15. Mahkemenin 19/12/2014 tarihli ve E.2014/367, K.2014/421 sayılı kararıyla başvurucunun uyuşturucu madde ticareti suçundan 18 yıl 9 ay hapis ve 187.500,00 TL adli para cezası ile cezalandırılmasına karar verilmiştir. Dosya, kararın temyizi üzerine halen Yargıtayda derdesttir.

B. İlgili Hukuk

16. 4/12/2004 tarihli ve 5271 sayılı Ceza Muhakemesi Kanunu’nun 100. maddesi şöyledir:

“(1) Kuvvetli suç şüphesinin varlığını gösteren somut delillerin ve bir tutuklama nedeninin bulunması halinde, şüpheli veya sanık hakkında tutuklama kararı verilebilir. İşin önemi, verilmesi beklenen ceza veya güvenlik tedbiri ile ölçülü olmaması halinde, tutuklama kararı verilemez.

 (2) Aşağıdaki hallerde bir tutuklama nedeni var sayılabilir:

 a) Şüpheli veya sanığın kaçması, saklanması veya kaçacağı şüphesini uyandıran somut olgular varsa.

 b) Şüpheli veya sanığın davranışları;

 1. Delilleri yok etme, gizleme veya değiştirme,

 2. Tanık, mağdur veya başkaları üzerinde baskı yapılması girişiminde bulunma,

 Hususlarında kuvvetli şüphe oluşturuyorsa.

(3) Aşağıdaki suçların işlendiği hususunda kuvvetli şüphe sebeplerinin varlığı halinde, tutuklama nedeni var sayılabilir:

a) 26.9.2004 tarihli ve 5237 sayılı Türk Ceza Kanununda yer alan;

 ...

8. Uyuşturucu veya uyarıcı madde imal ve ticareti (Madde 188),...
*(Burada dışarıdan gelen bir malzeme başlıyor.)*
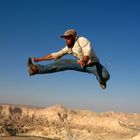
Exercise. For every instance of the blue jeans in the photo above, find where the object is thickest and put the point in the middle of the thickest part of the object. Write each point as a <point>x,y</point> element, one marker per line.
<point>70,64</point>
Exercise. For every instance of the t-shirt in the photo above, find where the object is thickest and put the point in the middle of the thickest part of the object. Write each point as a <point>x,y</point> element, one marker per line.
<point>81,48</point>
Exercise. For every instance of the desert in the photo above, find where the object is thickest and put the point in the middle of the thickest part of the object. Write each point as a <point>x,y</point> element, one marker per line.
<point>60,123</point>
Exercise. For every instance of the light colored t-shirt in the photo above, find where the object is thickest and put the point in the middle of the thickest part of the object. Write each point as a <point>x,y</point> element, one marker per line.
<point>81,48</point>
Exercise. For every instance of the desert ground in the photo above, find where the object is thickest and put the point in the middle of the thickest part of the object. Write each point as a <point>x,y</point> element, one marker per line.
<point>60,123</point>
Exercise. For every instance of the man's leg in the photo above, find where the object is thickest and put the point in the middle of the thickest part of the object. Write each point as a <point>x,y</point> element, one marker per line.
<point>100,72</point>
<point>59,65</point>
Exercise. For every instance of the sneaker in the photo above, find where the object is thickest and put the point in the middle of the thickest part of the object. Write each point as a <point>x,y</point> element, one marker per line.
<point>32,69</point>
<point>102,84</point>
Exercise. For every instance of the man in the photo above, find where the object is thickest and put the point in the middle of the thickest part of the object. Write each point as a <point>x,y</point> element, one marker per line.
<point>86,59</point>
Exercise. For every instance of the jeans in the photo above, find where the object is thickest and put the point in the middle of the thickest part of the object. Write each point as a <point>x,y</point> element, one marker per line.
<point>69,64</point>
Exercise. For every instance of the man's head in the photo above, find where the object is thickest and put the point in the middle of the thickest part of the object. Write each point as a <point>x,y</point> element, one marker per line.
<point>70,37</point>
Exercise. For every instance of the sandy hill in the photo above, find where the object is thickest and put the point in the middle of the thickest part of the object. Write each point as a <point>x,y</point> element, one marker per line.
<point>59,122</point>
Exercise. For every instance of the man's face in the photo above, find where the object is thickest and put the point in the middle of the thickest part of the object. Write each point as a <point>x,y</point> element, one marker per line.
<point>70,40</point>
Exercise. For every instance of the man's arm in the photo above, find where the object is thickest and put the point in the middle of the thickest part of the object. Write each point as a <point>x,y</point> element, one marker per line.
<point>47,57</point>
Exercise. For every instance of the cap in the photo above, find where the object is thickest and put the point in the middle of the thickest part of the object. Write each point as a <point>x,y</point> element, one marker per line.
<point>69,32</point>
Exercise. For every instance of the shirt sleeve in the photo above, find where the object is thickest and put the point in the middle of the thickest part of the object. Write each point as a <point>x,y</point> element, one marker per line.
<point>59,54</point>
<point>85,45</point>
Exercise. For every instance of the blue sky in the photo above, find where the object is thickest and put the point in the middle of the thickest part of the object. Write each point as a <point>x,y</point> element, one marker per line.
<point>33,28</point>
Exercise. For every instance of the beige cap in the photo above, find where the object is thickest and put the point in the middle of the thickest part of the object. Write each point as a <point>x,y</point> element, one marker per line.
<point>69,32</point>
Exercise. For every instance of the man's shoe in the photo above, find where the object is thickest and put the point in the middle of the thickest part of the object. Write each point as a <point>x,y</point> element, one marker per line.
<point>32,69</point>
<point>102,84</point>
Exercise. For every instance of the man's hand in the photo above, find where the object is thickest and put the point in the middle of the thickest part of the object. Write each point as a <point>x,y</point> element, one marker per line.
<point>83,61</point>
<point>35,59</point>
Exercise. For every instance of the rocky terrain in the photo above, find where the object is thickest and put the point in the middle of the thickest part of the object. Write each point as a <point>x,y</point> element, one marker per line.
<point>60,123</point>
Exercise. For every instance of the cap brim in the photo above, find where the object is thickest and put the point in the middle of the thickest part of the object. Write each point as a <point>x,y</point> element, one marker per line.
<point>62,36</point>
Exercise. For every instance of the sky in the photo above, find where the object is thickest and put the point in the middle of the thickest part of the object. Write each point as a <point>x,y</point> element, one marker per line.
<point>32,28</point>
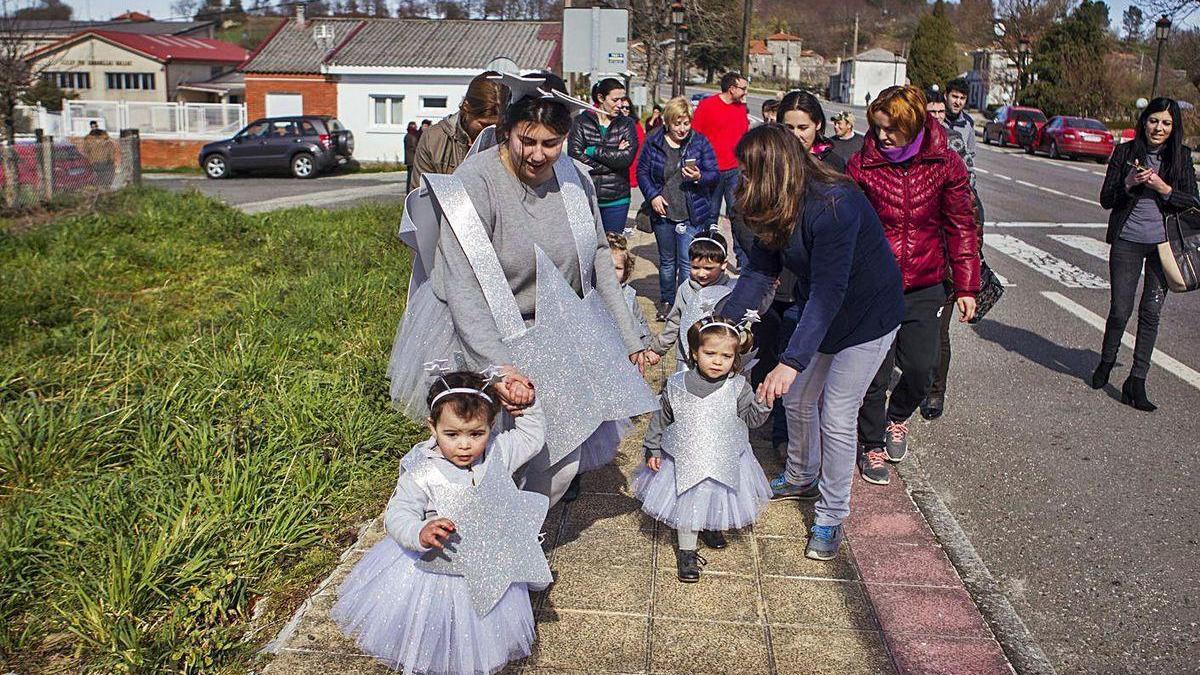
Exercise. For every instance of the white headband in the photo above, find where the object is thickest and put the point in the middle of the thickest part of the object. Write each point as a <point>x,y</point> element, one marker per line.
<point>719,245</point>
<point>460,390</point>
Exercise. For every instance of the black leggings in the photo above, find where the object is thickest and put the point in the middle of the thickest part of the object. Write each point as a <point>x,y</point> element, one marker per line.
<point>1126,262</point>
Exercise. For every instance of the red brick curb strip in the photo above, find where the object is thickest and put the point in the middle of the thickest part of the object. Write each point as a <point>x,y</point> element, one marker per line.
<point>929,620</point>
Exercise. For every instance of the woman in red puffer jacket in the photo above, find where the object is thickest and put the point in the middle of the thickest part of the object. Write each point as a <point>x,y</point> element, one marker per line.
<point>922,192</point>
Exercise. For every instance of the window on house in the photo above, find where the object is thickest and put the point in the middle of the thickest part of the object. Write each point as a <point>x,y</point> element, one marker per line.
<point>69,79</point>
<point>143,81</point>
<point>388,111</point>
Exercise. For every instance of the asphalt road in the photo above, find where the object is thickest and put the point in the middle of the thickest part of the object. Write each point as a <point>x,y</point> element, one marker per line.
<point>258,193</point>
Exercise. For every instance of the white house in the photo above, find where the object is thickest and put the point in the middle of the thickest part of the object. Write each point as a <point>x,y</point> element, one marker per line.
<point>378,75</point>
<point>868,73</point>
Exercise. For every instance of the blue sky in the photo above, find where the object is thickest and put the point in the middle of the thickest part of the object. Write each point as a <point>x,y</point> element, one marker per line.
<point>161,9</point>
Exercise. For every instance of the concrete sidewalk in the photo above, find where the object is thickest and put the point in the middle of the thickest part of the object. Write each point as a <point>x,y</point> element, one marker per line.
<point>891,602</point>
17. Aynı Kanun’un 101. maddesinin (2) numaralı fıkrası şöyledir:

 “(Değişik fıkra: 02/07/2012-6352 S.K./97.md.) Tutuklamaya, tutuklamanın devamına veya bu husustaki bir tahliye isteminin reddine ilişkin kararlarda;

a) Kuvvetli suç şüphesini,

b) Tutuklama nedenlerinin varlığını,

c) Tutuklama tedbirinin ölçülü olduğunu,

gösteren deliller somut olgularla gerekçelendirilerek açıkça gösterilir. Kararın içeriği şüpheli veya sanığa sözlü olarak bildirilir, ayrıca bir örneği yazılmak suretiyle kendilerine verilir ve bu husus kararda belirtilir.”

18. 26/9/2004 tarihli ve 5237 sayılı Türk Ceza Kanunu’nun 188. maddenin (1) ve (4) numaralı fıkraları şöyledir:

“(3) Uyuşturucu veya uyarıcı maddeleri ruhsatsız veya ruhsata aykırı olarak ülke içinde satan, satışa arz eden, başkalarına veren, sevk eden, nakleden, depolayan, satın alan, kabul eden, bulunduran kişi, on yıldan az olmamak üzerehapis ve yirmibin güne kadar adlî para cezası ile cezalandırılır. (Ek cümle: 18/06/2014-6545 S.K./66. md) Ancak, uyuşturucu veya uyarıcı madde verilen veya satılan kişinin çocuk olması hâlinde, veren veya satan kişiye verilecek hapis cezası on beş yıldan az olamaz.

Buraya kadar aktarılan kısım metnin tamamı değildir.